In the 2018-19 NBA season, the Milwaukee Bucks finished with the best record in the NBA – 60-22. A year later, they came back and did it again with a 56-17 mark. The Bucks had the NBA MVP in Giannis Antetokounmpo, but lost both seasons in the conference finals. Then, something changed.
The Bucks realized that the NBA regular season didn’t mean as much as the postseason and winning an NBA title. All they had to do was simply make the playoffs. That’s exactly what they did last season going 46-26 and earning the third seed in the Eastern Conference. This time, they won the NBA title.
And that is why expanding the College Football Playoff is wrong for college football.
The latest talk is of expanding to 12 teams. FCS, Division II, and Division III all have more teams in their respective playoffs, so bigger must be better right?

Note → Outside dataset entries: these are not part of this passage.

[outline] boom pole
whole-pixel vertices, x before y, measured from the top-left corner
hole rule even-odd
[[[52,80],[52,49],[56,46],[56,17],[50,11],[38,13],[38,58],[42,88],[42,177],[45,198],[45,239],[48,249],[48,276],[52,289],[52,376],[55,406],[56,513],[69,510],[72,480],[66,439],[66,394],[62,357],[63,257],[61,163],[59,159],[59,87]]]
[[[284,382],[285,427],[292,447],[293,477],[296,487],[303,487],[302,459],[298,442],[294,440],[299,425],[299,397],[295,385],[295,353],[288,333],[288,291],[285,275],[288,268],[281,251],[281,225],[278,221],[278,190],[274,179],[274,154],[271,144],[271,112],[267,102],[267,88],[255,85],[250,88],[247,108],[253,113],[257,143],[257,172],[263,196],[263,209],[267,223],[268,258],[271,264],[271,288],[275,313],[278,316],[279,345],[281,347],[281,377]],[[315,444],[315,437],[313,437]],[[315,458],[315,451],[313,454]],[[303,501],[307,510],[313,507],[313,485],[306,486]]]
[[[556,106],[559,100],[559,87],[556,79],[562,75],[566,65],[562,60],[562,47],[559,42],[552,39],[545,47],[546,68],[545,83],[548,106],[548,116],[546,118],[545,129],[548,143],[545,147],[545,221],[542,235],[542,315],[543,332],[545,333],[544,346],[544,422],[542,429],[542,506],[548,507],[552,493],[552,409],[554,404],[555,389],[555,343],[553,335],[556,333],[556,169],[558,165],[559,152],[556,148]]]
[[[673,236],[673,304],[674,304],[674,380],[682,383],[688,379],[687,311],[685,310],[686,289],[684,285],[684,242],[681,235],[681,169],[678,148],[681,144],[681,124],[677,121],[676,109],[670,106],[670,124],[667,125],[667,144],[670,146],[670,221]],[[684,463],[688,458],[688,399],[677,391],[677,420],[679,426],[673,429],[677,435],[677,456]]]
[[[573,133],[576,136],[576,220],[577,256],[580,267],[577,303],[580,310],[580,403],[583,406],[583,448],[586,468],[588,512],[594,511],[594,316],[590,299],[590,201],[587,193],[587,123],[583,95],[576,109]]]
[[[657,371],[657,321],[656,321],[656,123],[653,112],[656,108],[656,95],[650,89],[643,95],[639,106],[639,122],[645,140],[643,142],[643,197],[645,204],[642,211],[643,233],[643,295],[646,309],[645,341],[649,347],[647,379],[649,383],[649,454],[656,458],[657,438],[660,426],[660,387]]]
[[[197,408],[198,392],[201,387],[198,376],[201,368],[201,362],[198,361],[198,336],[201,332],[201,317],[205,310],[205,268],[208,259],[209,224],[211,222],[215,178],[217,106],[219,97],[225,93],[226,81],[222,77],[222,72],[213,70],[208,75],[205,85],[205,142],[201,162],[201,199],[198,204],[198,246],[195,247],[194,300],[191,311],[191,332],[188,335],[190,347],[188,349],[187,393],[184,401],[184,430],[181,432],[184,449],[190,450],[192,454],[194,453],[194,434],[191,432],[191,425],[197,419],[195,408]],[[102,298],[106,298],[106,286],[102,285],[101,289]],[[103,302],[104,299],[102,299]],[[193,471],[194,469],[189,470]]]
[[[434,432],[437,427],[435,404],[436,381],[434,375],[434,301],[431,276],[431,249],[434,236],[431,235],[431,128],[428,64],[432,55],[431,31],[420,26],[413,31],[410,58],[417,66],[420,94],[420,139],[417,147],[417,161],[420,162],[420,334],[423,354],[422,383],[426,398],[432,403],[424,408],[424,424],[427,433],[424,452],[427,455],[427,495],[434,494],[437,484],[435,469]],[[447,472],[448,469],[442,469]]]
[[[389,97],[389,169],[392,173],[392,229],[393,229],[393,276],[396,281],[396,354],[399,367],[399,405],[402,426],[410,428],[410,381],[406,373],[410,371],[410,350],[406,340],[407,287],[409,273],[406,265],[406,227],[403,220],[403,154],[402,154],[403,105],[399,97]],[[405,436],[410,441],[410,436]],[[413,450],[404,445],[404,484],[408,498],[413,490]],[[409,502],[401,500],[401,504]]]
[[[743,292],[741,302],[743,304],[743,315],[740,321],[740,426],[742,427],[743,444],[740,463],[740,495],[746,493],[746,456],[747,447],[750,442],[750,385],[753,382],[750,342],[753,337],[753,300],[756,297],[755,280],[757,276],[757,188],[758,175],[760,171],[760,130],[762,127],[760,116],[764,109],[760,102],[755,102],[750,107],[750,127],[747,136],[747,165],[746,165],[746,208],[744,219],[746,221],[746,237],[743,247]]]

Not exactly.
Imagine a 12-team playoff this past season. The perfect situation to be in would have been Notre Dame at No. 5 or Ohio State at No. 6. Neither team had to play a conference championship game. The same is true for No. 8 Ole Miss and No. 10 Michigan State. All of these teams, including a three-loss Utah, would have made a 12-team playoff this year based on the final CFP rankings.
If you follow the NBA model, why would you want to play in a conference championship game at the end of the season? If you lose, you may lose out on a playoff spot. But, it’s conference championships that make college football great, which is one of the reasons why playoff expansion isn’t the answer.
Sports fans love March Madness. They love the thrill of watching a Cinderella beat a higher-ranked team. Fans love stories like Butler and Dunk City (Florida Gulf Coast). How about Loyola making it all the way to the Final Four? Great stories and they all end the same way. None of those Cinderellas won a national championship. They didn’t win because they weren’t the best team in the nation.
Fans would certainly love a 12-team playoff. The 10-3 Utah Utes and the 10-2 Ole Miss Rebels would get a shot at a national championship. Even 11-2 Pitt would earn a berth even after losing to Western Michigan during the regular season. Does anyone really think the outcome of a 12-team playoff would be any different than how it played out this year?
Recall last year’s March Madness. A number of great upsets occurred in the early rounds and, ultimately, the two best teams in the country – Baylor and Gonzaga – played for the championship. That’s exactly what happened in this year’s college football season. Alabama and Georgia were the two best teams in the country and they played for the national championship. They didn’t need a 12-team playoff to figure that out.
There are always the same arguments about expanding a college football playoff. It will add games to an already long season. More games means more injuries. It also means more time away from school. With a 12-team playoff, there would be teams that would have to play 15, 16, and maybe even 17 games in a season.
Ultimately though, the biggest issue is simply this. Do two-loss, three-loss, and possibly even four-loss teams deserve a shot at playing for a national championship? Do teams that can’t win their conference or even win their division in their conference deserve a shot at the national championship? If they do, the college football regular season will become more and more meaningless as teams jockey just to make sure they get into the playoff…just like the NBA.